Sur la question du prix et de la rémunération des agriculteurs, la loi EGAlim, pour ne citer qu’un texte, fait feu de tout bois, un bois toutefois pas suffisamment sec pour une partie de l’échiquier politique. « Elle ne règle rien », lâche Éric Lahy dont le parti demande une indexation des salaires agricoles sur l’inflation. Pas assez appliquée non plus pour les candidats de la droite, Xavier Breton comme Jérôme Buisson plaident en faveur d’une construction du prix plus juste sans aller dans le sens de prix planchers garantis qui pourraient devenir des prix plafonds. 

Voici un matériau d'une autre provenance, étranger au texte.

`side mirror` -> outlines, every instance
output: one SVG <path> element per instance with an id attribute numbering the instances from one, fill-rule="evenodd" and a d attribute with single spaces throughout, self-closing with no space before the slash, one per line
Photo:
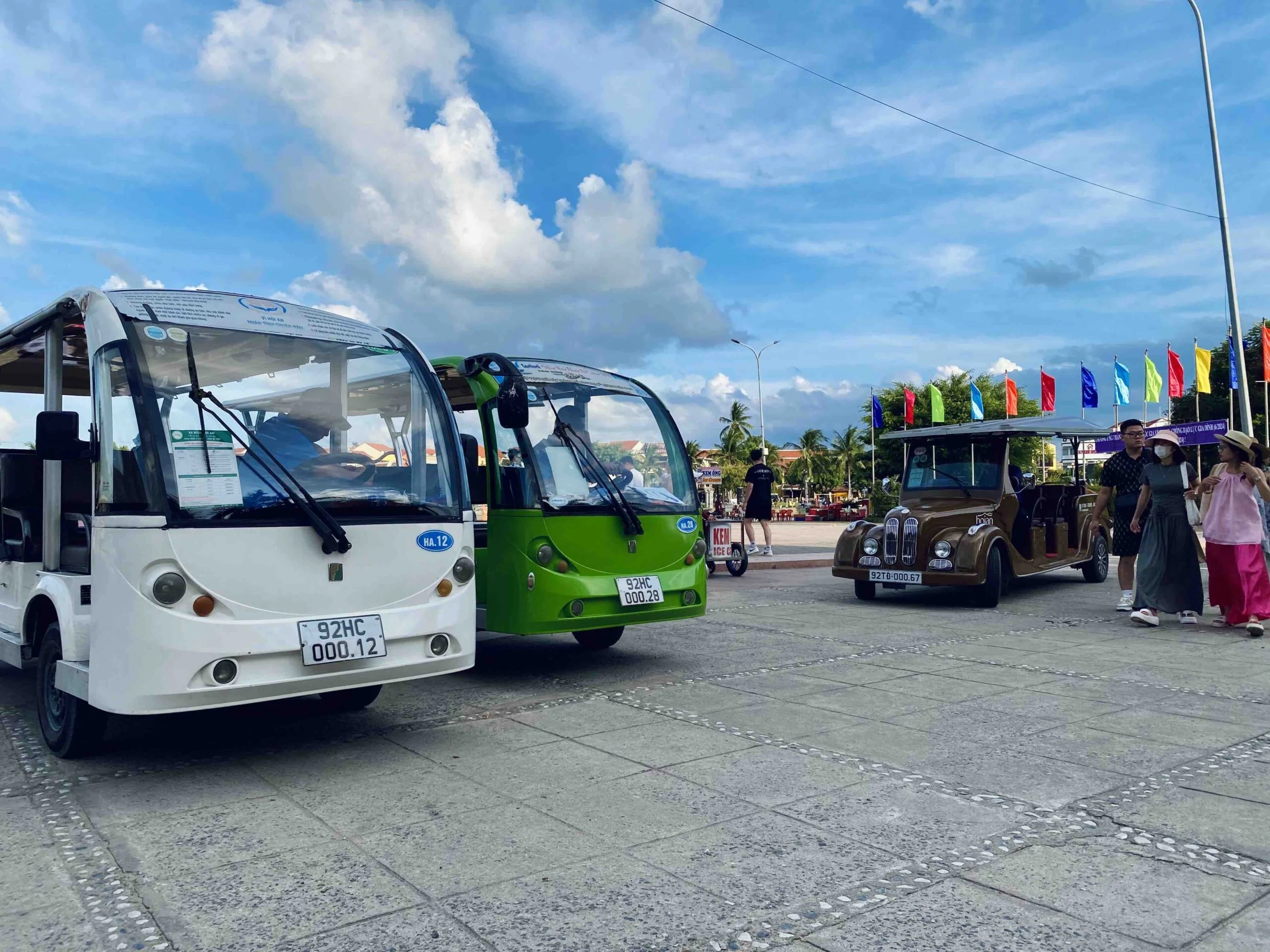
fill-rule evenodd
<path id="1" fill-rule="evenodd" d="M 36 456 L 41 459 L 88 459 L 91 443 L 79 438 L 79 414 L 43 410 L 36 414 Z"/>

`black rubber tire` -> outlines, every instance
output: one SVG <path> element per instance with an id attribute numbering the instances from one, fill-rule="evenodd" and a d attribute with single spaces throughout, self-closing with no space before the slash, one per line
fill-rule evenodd
<path id="1" fill-rule="evenodd" d="M 105 736 L 105 711 L 74 694 L 58 691 L 57 663 L 62 658 L 62 630 L 56 622 L 44 630 L 36 665 L 36 715 L 44 744 L 60 758 L 72 760 L 97 753 Z"/>
<path id="2" fill-rule="evenodd" d="M 1093 537 L 1093 557 L 1081 564 L 1081 575 L 1086 581 L 1100 583 L 1107 580 L 1107 571 L 1111 569 L 1111 556 L 1107 553 L 1107 538 L 1101 532 Z"/>
<path id="3" fill-rule="evenodd" d="M 1001 546 L 993 546 L 988 550 L 988 569 L 984 572 L 983 584 L 970 589 L 970 603 L 978 608 L 996 608 L 1005 588 L 1005 574 Z"/>
<path id="4" fill-rule="evenodd" d="M 617 644 L 617 640 L 626 631 L 625 625 L 618 625 L 615 628 L 592 628 L 591 631 L 575 631 L 573 637 L 577 638 L 578 644 L 583 646 L 587 651 L 602 651 L 606 647 L 612 647 Z"/>
<path id="5" fill-rule="evenodd" d="M 381 691 L 384 691 L 382 684 L 366 684 L 361 688 L 323 692 L 318 696 L 318 701 L 323 713 L 352 713 L 373 704 Z"/>

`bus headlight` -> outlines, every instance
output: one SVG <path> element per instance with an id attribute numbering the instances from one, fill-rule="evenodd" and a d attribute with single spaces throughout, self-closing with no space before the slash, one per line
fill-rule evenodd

À gauche comme à droite on défend les circuits courts

Quand ce ne sont pas dans les textes, ce sont dans leur conception de l’agriculture que les partis dévoilent leurs nuances. Inquiet face au renouvellement des générations, Maxime Meyer défend une agriculture de proximité, en faveur des circuits courts, plus rémunératrice selon lui des agriculteurs et qualitative en termes d’environnement et de santé, reposant sur des modes de consommation différents (moins carné, bien que « loin d’être lui-même végé »). Fabrice Bourdin, conseiller municipal d’Ambérieu-en-Bugey, délégué au développement durable, et contrôleur de gestion pour EDF, soutient lui une « écologie pragmatique », de circuits courts, avec un régime moins carné. Pas si proches pourtant d’EELV, Fabrice Bourdin n’aime certes pas opposer, il sait à quelle famille politique il appartient : « Je n’aime pas le dogmatisme, qu’il soit de droite ou de gauche et je ne suis pas pour imposer. Des règles il en faut mais quand il y en a trop, on ne sait plus où donner de la tête. Je suis pour plus de pédagogie. » 

Prédation 

Sur la prédation, les lignes sont là aussi tangibles et parfois même jusque dans les partis. « Nous ne sommes pas tous d’accord à ce sujet au RN, admet Jérôme Buisson. Moi je suis favorable aux tirs de défense même si je ne suis pas non plus pour revenir sur le statut de protection du loup. » Pour Maxime Meyer, pourtant ancien président de FNE Rhône, l’assure, il n’a rien « contre le fait de tuer quelques loups, mais pas n’importe comment. Il faut faire un tri. Et quand on voit que les filets de 70 cm est indemnisé mais pas celui d’1,20 m… tout ce qui est fait en matière de gestion du loup n’est ni fait ni à faire. » Différemment chez LR, on souhaite davantage une régulation du loup qui ne soit pas seulement a posteriori, mais préventive, insiste Xavier Breton. 

Pour le vote corporatif

Conseillère municipale durant trois mandats, puis conseillère régionale sous la présidence de Charles Million, l’ancienne élue Front national Annick Veillerot, concède « avoir perdu le fil » en matière d’agriculture. Membre de la commission agriculture au côté de Jean Merle lorsqu’elle était élue à la Région, la candidate Debout la France (3ème circo.) veut renforcer les corporations en soumettant les lois (notamment la PLOA) à un référendum professionnel, pourquoi pas au vote des Chambres d’agriculture.